Tour forges link to steel-making past
By Andrew Conte
TRIBUNE-REVIEW
Thursday, May 3, 2007
Jim Kapusta tells his granddaughter plenty of stories from his 20 years as a journeyman at the Carrie Furnaces of U.S. Steel’s former Homestead Works.
Few of the tales made much sense to the 13-year-old until Kapusta took her on a tour of the rusting, graffiti-covered hulk — now open for tours as part of the Rivers of Steel National Heritage Area.
“Pittsburgh as a steel area is gone now,” said Kapusta, 61, of Peters. “To keep the thoughts and heritage going, we need something like this. It’s almost like going to the Carnegie museum.”
Rivers of Steel gained tour access last year to the Carrie Furnaces site — stretching along the Monongahela River in Rankin, Braddock and Swissvale — after Allegheny County purchased the former mill.
The tours help the heritage area deliver on its mission of bringing to life Western Pennsylvania’s industrial history, said Augie Carlino, president of the Steel Industry Heritage Corp., which oversees the seven-county heritage area.
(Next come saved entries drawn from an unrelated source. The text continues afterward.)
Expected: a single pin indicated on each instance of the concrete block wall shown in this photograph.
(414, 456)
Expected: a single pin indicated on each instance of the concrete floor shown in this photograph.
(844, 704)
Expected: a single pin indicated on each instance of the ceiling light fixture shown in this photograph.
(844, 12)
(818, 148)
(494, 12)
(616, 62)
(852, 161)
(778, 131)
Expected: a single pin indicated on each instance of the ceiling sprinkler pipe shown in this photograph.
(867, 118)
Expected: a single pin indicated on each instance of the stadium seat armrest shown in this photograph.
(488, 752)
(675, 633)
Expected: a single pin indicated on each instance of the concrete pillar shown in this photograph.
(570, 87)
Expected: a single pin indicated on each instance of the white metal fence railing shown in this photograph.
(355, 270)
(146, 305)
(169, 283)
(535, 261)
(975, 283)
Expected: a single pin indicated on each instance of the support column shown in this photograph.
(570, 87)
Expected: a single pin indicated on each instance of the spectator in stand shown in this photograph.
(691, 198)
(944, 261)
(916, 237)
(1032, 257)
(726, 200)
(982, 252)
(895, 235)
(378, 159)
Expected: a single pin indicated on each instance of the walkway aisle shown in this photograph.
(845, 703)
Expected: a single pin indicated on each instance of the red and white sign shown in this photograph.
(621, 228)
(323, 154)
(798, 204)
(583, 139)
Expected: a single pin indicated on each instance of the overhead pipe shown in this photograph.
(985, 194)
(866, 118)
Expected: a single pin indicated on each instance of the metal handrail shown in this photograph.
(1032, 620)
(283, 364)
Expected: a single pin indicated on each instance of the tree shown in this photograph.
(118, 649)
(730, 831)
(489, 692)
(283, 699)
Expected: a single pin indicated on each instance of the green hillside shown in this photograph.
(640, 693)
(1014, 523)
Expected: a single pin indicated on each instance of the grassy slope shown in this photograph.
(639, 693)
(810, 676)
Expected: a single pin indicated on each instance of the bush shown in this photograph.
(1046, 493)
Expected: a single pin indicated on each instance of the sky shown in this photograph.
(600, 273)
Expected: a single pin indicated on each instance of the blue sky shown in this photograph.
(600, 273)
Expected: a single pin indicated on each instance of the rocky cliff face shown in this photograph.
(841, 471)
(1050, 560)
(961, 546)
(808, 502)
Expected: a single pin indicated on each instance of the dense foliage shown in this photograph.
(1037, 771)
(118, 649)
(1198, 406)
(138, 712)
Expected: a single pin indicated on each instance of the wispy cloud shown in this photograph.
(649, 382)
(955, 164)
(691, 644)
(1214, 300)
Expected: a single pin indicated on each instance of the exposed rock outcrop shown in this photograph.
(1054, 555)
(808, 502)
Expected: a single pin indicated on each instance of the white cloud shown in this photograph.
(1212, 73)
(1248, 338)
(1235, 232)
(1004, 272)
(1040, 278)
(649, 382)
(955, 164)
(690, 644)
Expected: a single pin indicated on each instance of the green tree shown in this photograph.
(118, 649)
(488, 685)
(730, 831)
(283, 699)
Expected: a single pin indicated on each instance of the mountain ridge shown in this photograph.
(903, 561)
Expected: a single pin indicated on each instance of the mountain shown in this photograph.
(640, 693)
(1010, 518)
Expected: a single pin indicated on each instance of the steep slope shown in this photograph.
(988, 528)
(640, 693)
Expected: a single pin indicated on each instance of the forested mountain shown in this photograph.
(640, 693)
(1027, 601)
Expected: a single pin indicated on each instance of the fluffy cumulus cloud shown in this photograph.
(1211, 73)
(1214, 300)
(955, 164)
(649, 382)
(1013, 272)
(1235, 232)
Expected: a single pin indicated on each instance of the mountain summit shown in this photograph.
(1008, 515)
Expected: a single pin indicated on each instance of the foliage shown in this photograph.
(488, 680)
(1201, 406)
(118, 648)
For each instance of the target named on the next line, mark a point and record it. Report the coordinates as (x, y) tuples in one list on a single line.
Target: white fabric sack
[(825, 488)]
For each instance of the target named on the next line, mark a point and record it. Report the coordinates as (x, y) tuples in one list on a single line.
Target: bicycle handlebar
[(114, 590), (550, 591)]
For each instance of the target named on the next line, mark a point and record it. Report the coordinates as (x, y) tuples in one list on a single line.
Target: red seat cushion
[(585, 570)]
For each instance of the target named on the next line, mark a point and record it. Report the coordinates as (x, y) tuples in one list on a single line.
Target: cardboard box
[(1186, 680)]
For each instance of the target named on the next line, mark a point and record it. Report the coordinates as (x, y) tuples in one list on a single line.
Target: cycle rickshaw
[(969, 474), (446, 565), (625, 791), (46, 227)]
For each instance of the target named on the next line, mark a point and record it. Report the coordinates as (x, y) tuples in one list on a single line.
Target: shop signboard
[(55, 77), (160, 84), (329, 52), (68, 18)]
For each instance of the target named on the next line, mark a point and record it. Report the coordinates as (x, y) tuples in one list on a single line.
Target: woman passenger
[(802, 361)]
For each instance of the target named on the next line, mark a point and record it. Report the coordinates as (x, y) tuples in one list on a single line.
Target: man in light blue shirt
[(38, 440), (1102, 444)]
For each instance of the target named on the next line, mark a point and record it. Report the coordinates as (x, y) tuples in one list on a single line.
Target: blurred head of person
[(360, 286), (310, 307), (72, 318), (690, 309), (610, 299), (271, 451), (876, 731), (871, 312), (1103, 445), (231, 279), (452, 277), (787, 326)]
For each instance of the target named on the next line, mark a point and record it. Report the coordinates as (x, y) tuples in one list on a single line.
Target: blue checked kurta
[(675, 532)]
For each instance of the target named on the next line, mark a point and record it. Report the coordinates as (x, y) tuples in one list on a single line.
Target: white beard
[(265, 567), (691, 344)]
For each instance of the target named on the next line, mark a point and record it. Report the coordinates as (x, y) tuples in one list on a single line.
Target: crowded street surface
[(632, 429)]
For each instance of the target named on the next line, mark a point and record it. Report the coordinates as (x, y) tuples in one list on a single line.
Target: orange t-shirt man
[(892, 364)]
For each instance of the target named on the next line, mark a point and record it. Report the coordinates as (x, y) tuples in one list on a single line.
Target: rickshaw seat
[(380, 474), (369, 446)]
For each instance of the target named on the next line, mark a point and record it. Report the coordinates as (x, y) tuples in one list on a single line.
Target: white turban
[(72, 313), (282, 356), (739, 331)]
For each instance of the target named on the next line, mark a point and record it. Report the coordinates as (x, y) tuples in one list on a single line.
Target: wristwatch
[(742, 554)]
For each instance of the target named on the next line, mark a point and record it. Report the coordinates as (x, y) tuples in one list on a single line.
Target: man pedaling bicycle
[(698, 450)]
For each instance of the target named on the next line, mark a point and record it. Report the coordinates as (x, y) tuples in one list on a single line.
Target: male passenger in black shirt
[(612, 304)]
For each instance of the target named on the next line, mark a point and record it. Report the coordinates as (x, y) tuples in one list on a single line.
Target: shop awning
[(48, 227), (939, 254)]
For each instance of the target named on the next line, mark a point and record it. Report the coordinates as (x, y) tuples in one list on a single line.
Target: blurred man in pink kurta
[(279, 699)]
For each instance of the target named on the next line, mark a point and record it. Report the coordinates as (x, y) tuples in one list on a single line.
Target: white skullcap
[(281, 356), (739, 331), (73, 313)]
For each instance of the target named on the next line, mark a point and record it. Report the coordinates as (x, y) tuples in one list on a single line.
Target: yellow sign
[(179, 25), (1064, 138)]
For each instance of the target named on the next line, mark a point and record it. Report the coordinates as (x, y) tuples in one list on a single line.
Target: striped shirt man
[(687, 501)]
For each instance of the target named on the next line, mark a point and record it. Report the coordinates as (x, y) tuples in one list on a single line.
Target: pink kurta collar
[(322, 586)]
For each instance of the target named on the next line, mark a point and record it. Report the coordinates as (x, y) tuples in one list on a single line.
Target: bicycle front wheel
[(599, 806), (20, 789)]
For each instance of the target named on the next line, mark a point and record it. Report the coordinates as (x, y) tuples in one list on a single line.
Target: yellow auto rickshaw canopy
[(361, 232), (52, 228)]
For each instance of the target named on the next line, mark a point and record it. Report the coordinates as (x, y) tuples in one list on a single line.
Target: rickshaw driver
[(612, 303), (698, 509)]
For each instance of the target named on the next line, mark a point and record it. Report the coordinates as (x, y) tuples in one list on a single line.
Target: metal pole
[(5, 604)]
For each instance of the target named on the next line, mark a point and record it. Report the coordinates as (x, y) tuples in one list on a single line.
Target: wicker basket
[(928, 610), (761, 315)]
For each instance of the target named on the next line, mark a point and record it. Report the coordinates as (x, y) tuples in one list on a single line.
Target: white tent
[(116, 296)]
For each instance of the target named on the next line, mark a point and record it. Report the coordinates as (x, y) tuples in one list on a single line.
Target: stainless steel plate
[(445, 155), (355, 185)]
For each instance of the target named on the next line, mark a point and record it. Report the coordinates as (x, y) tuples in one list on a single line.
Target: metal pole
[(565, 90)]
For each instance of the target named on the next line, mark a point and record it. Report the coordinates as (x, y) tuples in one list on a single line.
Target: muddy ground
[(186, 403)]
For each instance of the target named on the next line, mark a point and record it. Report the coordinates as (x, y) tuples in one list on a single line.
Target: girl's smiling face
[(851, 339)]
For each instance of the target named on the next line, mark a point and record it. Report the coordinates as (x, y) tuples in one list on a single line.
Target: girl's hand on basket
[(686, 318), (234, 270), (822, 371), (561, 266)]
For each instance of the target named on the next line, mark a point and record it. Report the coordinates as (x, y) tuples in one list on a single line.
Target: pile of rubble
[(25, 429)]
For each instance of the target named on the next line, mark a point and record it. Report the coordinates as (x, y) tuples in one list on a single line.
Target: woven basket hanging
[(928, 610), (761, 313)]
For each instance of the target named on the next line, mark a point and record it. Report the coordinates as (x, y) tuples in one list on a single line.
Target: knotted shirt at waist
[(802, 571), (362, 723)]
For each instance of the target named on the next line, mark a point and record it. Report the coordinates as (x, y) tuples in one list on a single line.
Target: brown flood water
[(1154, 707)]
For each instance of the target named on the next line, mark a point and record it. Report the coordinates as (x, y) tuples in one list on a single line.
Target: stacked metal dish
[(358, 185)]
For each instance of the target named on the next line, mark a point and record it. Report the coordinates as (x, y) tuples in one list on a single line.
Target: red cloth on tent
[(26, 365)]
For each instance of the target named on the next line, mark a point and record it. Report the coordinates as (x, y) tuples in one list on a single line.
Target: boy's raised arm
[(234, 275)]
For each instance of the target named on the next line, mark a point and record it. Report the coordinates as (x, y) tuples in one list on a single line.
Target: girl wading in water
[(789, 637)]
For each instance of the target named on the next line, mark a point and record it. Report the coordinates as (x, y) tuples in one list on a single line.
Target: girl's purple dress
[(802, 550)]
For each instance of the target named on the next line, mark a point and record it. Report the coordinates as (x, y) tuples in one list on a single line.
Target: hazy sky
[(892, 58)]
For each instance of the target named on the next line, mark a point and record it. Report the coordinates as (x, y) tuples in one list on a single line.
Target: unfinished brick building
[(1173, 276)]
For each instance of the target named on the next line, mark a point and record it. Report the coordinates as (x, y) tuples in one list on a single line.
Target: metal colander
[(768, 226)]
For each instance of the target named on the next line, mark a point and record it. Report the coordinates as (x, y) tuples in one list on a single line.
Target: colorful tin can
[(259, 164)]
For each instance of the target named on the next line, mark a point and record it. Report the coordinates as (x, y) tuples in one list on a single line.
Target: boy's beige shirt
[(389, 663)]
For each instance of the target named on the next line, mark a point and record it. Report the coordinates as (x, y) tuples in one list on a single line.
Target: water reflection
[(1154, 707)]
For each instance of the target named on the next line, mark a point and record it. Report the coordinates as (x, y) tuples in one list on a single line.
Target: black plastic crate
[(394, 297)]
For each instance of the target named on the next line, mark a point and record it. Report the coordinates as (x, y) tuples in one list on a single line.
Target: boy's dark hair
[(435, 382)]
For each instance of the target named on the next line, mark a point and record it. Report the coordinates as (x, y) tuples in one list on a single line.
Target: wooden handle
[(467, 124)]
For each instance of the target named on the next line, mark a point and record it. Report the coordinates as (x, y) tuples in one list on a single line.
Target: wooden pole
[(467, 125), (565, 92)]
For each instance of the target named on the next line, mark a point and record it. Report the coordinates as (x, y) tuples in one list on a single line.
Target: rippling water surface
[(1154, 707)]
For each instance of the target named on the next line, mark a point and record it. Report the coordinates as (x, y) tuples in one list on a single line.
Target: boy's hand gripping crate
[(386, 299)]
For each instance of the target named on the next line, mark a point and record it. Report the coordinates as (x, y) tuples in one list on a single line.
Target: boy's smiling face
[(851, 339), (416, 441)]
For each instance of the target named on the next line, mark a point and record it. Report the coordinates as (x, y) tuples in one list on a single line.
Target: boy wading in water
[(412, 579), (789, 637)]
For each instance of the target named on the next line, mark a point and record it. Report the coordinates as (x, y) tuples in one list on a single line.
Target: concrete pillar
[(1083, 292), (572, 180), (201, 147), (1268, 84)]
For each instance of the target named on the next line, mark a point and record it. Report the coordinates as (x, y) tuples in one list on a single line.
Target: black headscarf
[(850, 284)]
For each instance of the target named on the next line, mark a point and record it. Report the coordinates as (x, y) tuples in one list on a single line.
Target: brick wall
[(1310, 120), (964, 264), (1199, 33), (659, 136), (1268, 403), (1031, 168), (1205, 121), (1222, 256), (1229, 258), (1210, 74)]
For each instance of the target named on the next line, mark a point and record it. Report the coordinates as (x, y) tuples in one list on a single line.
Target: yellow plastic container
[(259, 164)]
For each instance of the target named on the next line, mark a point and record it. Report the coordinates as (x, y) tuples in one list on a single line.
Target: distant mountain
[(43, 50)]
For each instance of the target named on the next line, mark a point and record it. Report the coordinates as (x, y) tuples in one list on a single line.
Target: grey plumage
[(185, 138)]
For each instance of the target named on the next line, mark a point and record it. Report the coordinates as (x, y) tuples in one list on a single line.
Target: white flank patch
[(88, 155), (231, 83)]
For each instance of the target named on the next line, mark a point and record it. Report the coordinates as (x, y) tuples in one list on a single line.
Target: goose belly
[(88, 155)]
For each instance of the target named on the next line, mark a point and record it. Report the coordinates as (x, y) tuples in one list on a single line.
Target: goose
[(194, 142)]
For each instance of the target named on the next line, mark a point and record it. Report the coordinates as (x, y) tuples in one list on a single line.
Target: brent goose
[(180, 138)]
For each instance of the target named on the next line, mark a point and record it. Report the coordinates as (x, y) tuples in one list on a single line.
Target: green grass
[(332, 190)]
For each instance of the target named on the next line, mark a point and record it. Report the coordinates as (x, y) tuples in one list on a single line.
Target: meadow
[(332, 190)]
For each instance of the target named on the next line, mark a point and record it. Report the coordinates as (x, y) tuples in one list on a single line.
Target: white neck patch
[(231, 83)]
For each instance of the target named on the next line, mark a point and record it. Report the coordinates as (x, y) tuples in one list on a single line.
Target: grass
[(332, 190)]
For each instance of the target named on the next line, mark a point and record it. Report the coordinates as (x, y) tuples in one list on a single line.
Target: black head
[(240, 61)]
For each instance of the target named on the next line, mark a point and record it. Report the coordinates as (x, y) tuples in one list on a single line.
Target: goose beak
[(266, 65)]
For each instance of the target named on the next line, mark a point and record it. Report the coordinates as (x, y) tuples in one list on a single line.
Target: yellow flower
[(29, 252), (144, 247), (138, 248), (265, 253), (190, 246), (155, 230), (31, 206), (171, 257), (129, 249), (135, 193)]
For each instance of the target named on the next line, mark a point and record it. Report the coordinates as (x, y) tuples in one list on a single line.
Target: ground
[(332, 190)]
About 2,000 people toured the furnaces last year, yet names remained on a waiting list. Rivers of Steel plans to start offering the tours again this month.
“There’s a big difference,” Carlino said. “It’s not imaginary anymore. The scale and magnitude and what the potential is I don’t think comes home to anybody until they’re walking around there.”
The National Park Service last year designated the furnaces as a historic landmark, and backers are hoping to win congressional designation as a full National Historic Site within the next two years.
The furnaces would be on par with the Gettysburg Civil War battlefield and Grand Canyon in terms of prestige, federal marketing and park service staffing, Carlino said. The site could draw hundreds of thousands of tourists a year.
A futuristic vision includes a monorail snaking around gleaming factory buildings, while visitors linger on wide brick walkways and at open-air cafes. At night, fireworks and flaming gas plumes would erupt from a factory trimmed in decorative lighting.
Federal and state governments could share the $100 million to $120 million cost with local foundations, Carlino said.
The plans seem far-fetched — especially from the barren mill site, choked with weeds — but have roots in similar industrial tourism sites in Germany. There, a former steel mill has been turned into an amusement park with rock climbers scaling iron ore storage bins and scuba divers swimming in a seven-story water tank.
“It’s not a museum only,” said Janis Dofner, the heritage group’s spokeswoman. “You’ve got to have other amenities.”
For now, the Rivers of Steel tour allows visitors to simply walk beneath and around the 92-foot blast furnaces as they stand silently among chirping birds. The cast house, where molten iron once poured from the furnace amid showering sparks, stands as an open-air cathedral.
Kapusta and former mill workers volunteer their time to share stories of wrestling with oversized valves and the fire-breathing machines.
“It was like you’re controlling a volcano,” Kapusta said. “It was probably the same heat and everything.”